OK, it was terrible form on the rogue downhiller’s part, but nobody was hurt. All that really happened was that it made everyone mad.
The guy telling me this story knew he should have let it all go and try to enjoy the rest of his ride. Unfortunately that’s not what happened. Instead, he decided to catch the rude downhiller and “teach him a lesson.”
Apparently the way you do this is to ride at breakneck speed and catch up to the other guy. Once on his tail, you repeatedly bump his back tire with your front tire, to let him know you mean no harm, but want to teach him a lesson, which is not only that what he did back there was totally uncool but, more to the point, that you are a much better rider than he is.

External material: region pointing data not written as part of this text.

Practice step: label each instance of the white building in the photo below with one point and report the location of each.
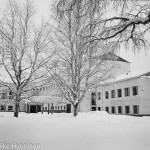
(126, 96)
(130, 95)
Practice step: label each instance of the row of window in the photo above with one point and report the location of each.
(117, 93)
(119, 109)
(3, 107)
(127, 92)
(48, 87)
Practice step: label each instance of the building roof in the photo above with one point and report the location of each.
(128, 76)
(113, 57)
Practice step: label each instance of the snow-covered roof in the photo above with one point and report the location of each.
(128, 76)
(113, 57)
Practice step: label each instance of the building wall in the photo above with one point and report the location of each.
(141, 100)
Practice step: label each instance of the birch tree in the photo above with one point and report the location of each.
(79, 64)
(23, 48)
(129, 25)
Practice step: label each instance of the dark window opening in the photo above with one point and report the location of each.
(107, 109)
(99, 95)
(106, 95)
(3, 107)
(120, 109)
(113, 110)
(135, 90)
(113, 94)
(99, 108)
(119, 92)
(127, 91)
(135, 109)
(93, 108)
(4, 95)
(127, 109)
(93, 98)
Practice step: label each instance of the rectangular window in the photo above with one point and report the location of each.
(4, 95)
(135, 90)
(119, 109)
(3, 107)
(113, 110)
(127, 91)
(127, 109)
(135, 109)
(106, 95)
(93, 108)
(113, 94)
(10, 108)
(93, 95)
(107, 109)
(99, 95)
(119, 92)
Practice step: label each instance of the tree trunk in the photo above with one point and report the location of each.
(16, 111)
(75, 110)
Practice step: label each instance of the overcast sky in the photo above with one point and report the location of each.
(139, 62)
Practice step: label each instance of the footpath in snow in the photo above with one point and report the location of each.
(87, 131)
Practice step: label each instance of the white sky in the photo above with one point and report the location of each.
(139, 62)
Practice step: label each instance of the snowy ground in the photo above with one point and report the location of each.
(87, 131)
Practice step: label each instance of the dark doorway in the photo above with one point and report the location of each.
(113, 109)
(68, 108)
(33, 109)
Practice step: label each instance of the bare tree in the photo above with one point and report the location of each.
(79, 64)
(128, 26)
(23, 48)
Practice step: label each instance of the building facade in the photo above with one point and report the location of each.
(129, 96)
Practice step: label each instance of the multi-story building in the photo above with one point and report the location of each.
(130, 96)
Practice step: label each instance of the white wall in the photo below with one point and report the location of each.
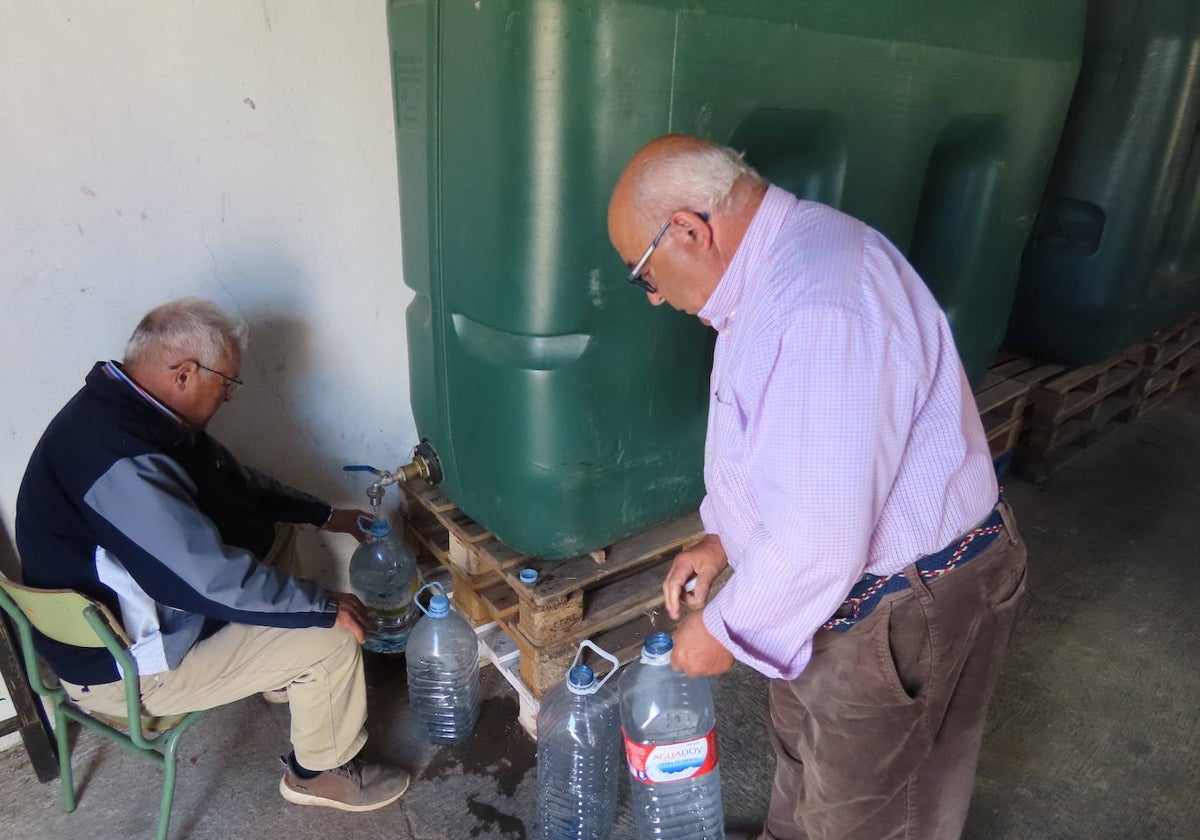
(232, 149)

You finally knock him into a tail slide round a sharp corner and he crashes into the brush; no real harm done, only a few scratches, none requiring stitches. You see he’s OK, and then relax, feeling like you proved your point. The problem is that now you are going faster than you are comfortable with and have to drag a foot around the next corner and it catches in some soft dirt nearly causing you to crash.
That could have been really bad. Not least because the guy you just caused to crash might then catch up to you and give you the throttling you deserve. You know he probably wouldn’t do that, because who would? No, no, it would be much worse than that. Most likely he would slow down a little as he passed and give you a condescending little grin that would hurt more than a broken collar bone.
Luckily, our protagonist (?) didn’t crash. But, after the adrenaline subsided upon finishing his ride and the endorphin valve pinched itself shut, he started feeling badly about his behavior.
Fortunately, he woke up the next morning with a tinge of pain in his knee. It was from the near-miss crash on his bike ride the previous day. “It was karma,” he explained to me. And, as we all know, once you receive karma’s sentence, you have justly paid your dues. It is a break we all look forward to, especially when we are the ones who recognize it first. In the case of our bicyclist, all things were even at that point and he was then free to tell his story of revenge with anger and complete justification.
Karma is like never having to say you’re sorry. You do something bad and then eat an overripe banana to make up for it. The wrong has been righted. It’s something a jackass can get used to.